Worker-backed bill would devastate California’s restaurant industry – Capitol Weekly | weekly capitol

On June 3, the so-called “FAST Recovery Act” failed to gain enough votes to advance to the California Legislature. Even though it was proposed by the Chairman of the Appropriations Committee and was a priority for the interests of workers, lawmakers recognized the damage that would have been caused by this bill.

The legislation, which is almost certain to return next session, would upend California’s restaurant industry and the way California deals with fundamental workplace issues.

Over the past three decades, California has methodically built one of the most rigorous worker protection and workplace safety structures in the country, if not the world. Worker protection and safety laws fill thousands of codes and pages in regulatory records, with each addition subject to extensive debate, public hearings, and input from industry experts and officials. careers of state agencies responsible for ensuring workplace standards and protections.

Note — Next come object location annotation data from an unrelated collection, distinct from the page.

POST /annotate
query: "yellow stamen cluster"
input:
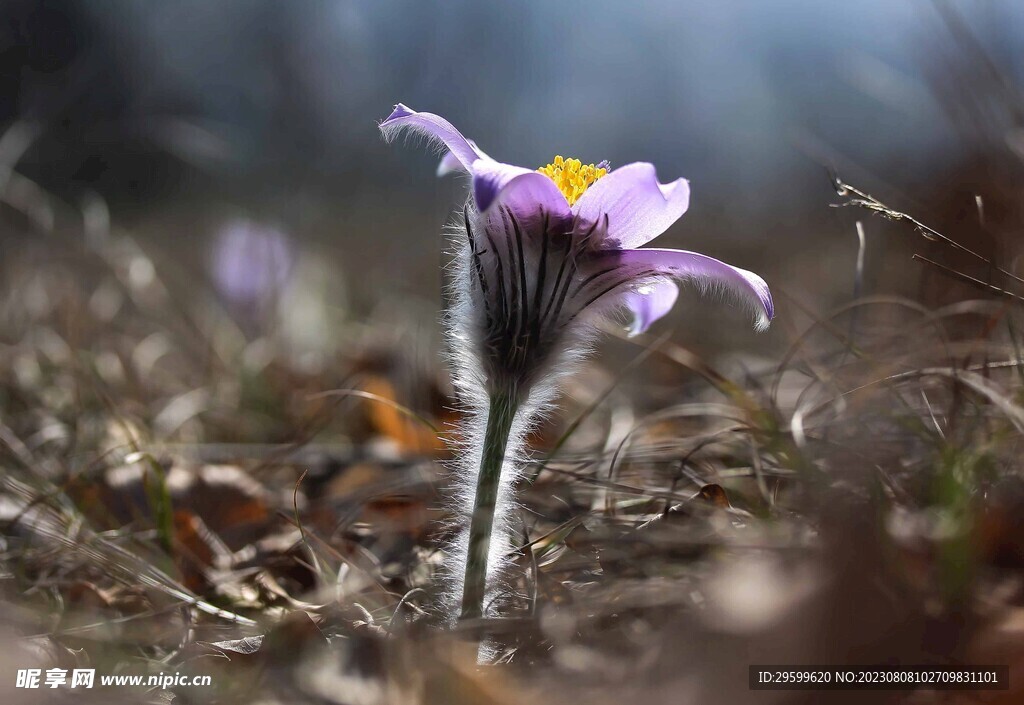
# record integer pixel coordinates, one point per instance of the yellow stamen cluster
(571, 176)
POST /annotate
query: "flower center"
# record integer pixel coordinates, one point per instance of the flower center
(572, 176)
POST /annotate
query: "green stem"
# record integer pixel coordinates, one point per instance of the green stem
(501, 412)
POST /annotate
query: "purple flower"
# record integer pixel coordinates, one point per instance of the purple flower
(547, 244)
(539, 252)
(251, 262)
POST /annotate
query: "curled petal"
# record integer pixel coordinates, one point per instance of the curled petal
(709, 275)
(639, 208)
(451, 163)
(649, 302)
(524, 192)
(434, 128)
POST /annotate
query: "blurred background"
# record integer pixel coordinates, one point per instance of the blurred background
(221, 394)
(235, 135)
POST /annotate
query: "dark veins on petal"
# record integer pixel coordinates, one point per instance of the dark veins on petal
(522, 310)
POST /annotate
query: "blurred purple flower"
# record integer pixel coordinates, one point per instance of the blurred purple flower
(251, 262)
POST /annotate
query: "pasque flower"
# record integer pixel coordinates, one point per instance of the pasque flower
(540, 253)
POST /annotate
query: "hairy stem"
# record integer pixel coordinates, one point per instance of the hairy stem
(501, 412)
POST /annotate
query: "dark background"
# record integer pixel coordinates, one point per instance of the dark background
(189, 118)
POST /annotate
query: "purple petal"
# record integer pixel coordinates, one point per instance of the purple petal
(524, 192)
(451, 163)
(639, 208)
(649, 302)
(709, 274)
(434, 128)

In four steps, the bill, AB 257 by Congresswoman Lorena Gonzalez (D-San Diego), changes that certainty, spelling disaster for restaurants, small businesses and their employees.

First, AB 257, sponsored by the Service Employees International Union, sets aside existing labor laws, in favor of a new set of rules to be crafted and enforced by 11 unelected political appointees. AB 257 envisions a new, independent regulatory “board” with unprecedented power to write and enact workplace rules, without meaningful oversight from lawmakers or the governor.

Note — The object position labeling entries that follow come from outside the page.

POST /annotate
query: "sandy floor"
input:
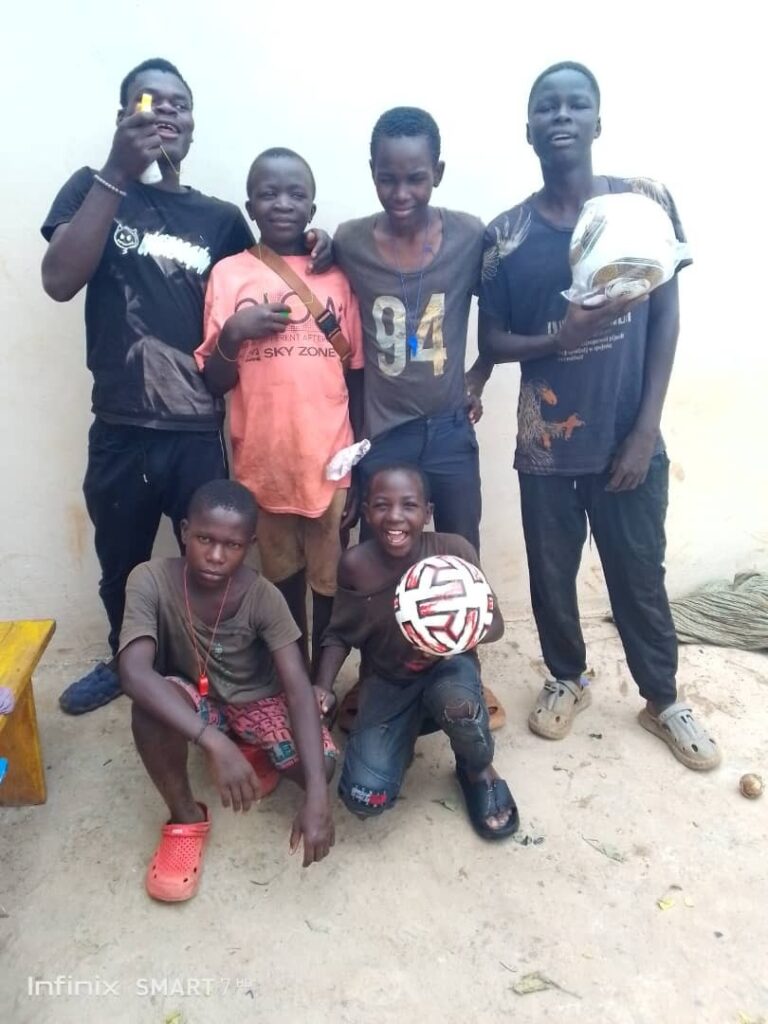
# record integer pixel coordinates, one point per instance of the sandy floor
(413, 919)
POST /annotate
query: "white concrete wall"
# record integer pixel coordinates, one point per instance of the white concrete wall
(682, 102)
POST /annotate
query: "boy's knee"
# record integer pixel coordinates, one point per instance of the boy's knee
(364, 801)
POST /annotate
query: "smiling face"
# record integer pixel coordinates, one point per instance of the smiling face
(563, 119)
(397, 511)
(281, 200)
(216, 542)
(404, 173)
(172, 105)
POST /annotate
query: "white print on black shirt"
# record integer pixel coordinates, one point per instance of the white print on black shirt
(197, 258)
(125, 238)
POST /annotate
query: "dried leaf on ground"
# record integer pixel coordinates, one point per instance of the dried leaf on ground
(535, 982)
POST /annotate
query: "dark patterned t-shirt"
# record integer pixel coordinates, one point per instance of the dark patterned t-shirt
(574, 408)
(143, 305)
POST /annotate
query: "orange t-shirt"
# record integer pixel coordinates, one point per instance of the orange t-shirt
(289, 412)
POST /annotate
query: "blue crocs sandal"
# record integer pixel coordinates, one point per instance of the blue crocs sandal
(95, 689)
(487, 800)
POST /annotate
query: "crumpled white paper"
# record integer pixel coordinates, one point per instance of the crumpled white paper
(343, 461)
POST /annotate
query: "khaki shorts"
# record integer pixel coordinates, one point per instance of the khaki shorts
(289, 544)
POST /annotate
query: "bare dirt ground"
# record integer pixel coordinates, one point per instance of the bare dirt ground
(638, 890)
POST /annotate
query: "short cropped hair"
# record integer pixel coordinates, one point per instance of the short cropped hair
(566, 66)
(401, 467)
(409, 121)
(279, 151)
(154, 64)
(227, 495)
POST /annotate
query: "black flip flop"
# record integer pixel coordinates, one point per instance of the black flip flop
(484, 801)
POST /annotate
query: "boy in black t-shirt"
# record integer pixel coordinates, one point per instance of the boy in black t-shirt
(589, 446)
(208, 654)
(144, 252)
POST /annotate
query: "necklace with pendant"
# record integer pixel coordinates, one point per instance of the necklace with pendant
(203, 666)
(412, 318)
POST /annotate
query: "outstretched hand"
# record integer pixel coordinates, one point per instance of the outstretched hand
(327, 701)
(135, 144)
(320, 247)
(314, 823)
(588, 320)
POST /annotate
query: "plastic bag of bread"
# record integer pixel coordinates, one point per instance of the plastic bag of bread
(623, 246)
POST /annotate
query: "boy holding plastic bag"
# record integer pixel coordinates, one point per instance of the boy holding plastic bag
(594, 377)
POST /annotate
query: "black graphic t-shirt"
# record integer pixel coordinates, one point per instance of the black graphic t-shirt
(577, 408)
(407, 381)
(143, 305)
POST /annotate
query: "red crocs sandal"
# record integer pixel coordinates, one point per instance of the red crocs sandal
(175, 868)
(266, 773)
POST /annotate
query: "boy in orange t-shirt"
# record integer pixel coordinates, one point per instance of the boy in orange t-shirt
(293, 404)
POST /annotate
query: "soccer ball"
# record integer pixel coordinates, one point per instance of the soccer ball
(443, 605)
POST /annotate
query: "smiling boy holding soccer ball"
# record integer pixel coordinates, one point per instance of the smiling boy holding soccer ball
(403, 688)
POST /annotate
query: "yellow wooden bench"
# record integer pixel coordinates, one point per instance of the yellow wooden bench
(22, 646)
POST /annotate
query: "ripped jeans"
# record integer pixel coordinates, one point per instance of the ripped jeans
(392, 714)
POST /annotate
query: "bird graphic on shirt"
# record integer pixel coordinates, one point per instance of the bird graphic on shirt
(509, 236)
(535, 434)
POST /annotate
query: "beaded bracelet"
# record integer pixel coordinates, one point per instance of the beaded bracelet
(226, 358)
(203, 728)
(109, 185)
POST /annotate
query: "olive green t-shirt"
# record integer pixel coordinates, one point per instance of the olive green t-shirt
(240, 668)
(366, 619)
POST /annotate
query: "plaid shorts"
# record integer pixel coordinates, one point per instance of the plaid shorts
(262, 723)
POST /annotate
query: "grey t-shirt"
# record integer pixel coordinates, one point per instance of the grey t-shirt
(406, 382)
(240, 665)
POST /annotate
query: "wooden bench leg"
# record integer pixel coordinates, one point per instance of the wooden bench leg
(19, 742)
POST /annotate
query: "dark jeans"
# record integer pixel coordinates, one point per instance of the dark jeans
(629, 531)
(391, 715)
(134, 475)
(444, 448)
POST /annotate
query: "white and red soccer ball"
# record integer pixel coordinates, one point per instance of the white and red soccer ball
(443, 605)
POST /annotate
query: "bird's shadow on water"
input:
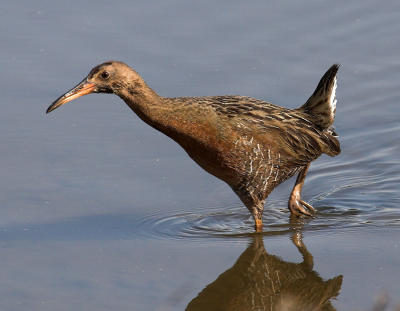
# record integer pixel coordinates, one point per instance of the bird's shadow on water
(262, 281)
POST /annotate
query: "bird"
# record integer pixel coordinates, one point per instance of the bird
(250, 144)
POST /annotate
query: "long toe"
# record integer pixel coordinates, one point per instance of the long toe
(299, 208)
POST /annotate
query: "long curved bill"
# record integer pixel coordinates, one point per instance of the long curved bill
(83, 88)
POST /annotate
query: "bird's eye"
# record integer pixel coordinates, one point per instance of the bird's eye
(105, 75)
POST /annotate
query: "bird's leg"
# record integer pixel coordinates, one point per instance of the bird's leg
(296, 205)
(257, 215)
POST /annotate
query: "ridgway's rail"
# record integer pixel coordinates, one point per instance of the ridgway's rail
(250, 144)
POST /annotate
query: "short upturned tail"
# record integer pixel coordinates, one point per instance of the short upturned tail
(321, 106)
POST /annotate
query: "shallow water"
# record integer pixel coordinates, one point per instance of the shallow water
(100, 212)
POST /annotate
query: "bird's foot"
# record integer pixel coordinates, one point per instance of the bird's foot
(258, 225)
(298, 207)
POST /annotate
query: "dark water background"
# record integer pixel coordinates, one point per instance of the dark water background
(98, 211)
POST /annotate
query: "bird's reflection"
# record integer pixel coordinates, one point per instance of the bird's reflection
(262, 281)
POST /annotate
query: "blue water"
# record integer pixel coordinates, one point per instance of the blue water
(98, 211)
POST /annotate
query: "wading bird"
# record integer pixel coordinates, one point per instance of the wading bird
(250, 144)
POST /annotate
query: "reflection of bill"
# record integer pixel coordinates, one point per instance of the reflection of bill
(260, 281)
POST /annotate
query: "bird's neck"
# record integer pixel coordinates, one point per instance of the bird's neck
(148, 105)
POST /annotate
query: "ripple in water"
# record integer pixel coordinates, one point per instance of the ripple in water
(236, 222)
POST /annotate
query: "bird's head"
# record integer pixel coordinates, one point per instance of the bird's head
(109, 77)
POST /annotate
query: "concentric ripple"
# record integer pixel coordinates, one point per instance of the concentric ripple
(236, 221)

This council will have the power to “issue, modify or repeal any other rules and regulations”. In the event that this board issues a rule that conflicts with one issued by a state agency, the state agency’s rule “shall not have force and effect.”

Second, AB 257 creates another layer of unelected local councils. The bill would authorize a county and city with a population of more than 200,000 to establish a local fast food industry board to provide recommendations to the state fast food board. This will create so many potential conflicts and pitfalls that it is nearly impossible to identify them.

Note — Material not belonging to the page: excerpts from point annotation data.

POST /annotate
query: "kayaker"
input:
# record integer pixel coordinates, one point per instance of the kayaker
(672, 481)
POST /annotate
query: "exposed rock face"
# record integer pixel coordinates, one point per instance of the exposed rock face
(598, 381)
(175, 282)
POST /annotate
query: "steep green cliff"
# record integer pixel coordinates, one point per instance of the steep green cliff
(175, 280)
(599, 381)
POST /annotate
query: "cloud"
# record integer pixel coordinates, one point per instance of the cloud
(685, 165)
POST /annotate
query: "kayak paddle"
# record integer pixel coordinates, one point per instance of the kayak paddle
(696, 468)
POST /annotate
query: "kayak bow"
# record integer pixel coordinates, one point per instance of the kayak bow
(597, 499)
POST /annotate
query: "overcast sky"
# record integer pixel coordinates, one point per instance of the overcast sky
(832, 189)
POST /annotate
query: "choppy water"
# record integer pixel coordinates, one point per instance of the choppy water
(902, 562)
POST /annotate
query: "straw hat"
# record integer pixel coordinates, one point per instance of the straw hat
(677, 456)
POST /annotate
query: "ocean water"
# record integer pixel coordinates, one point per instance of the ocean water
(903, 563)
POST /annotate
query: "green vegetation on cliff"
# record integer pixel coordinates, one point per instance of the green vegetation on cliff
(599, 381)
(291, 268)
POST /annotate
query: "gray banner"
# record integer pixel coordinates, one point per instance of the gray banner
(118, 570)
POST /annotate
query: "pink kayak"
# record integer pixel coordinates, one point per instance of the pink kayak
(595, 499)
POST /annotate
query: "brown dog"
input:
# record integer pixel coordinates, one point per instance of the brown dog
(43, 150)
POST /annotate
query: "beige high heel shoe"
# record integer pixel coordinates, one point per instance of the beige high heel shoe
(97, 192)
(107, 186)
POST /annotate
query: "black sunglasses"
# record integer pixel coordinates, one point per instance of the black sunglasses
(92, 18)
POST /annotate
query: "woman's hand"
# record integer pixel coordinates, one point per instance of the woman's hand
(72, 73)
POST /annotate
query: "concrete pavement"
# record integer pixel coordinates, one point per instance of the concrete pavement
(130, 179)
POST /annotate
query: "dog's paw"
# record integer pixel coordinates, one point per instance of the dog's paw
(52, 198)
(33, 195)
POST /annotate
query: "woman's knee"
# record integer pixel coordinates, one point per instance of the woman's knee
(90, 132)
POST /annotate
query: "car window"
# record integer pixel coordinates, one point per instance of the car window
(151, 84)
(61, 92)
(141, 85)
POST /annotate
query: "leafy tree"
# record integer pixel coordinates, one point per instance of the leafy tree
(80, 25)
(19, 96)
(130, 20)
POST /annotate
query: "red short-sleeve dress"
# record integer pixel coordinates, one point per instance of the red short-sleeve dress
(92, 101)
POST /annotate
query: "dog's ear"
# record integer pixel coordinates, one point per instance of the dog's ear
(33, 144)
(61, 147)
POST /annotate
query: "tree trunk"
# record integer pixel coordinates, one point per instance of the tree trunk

Third, AB 257 creates a model for applying an unelected board to other California businesses. All business owners, big and small, restaurateurs or not, should be worried about this bill, because you’re next. Proponents say this will only apply to “fast food” restaurants. In reality, it captures a much wider swath of the restaurant industry. And while this bill initially targets the restaurant industry, the precedent set in AB 257 will quickly spread to other sectors of the California economy.

Fourth, AB 257 changes a franchise model that has helped countless entrepreneurs. The bill forces franchisors to disenfranchise franchisees and reduce franchisees from independent business owners to middle managers of the company, seriously restricting new entrepreneurs who want to be in business for themselves but not by themselves and benefit from a brand already known to the public. . It should be noted that 60% of California restaurants are owned by people of color. Restaurant franchises are also well known for providing opportunities for women, the LGBTQ+ community, and new immigrant business owners.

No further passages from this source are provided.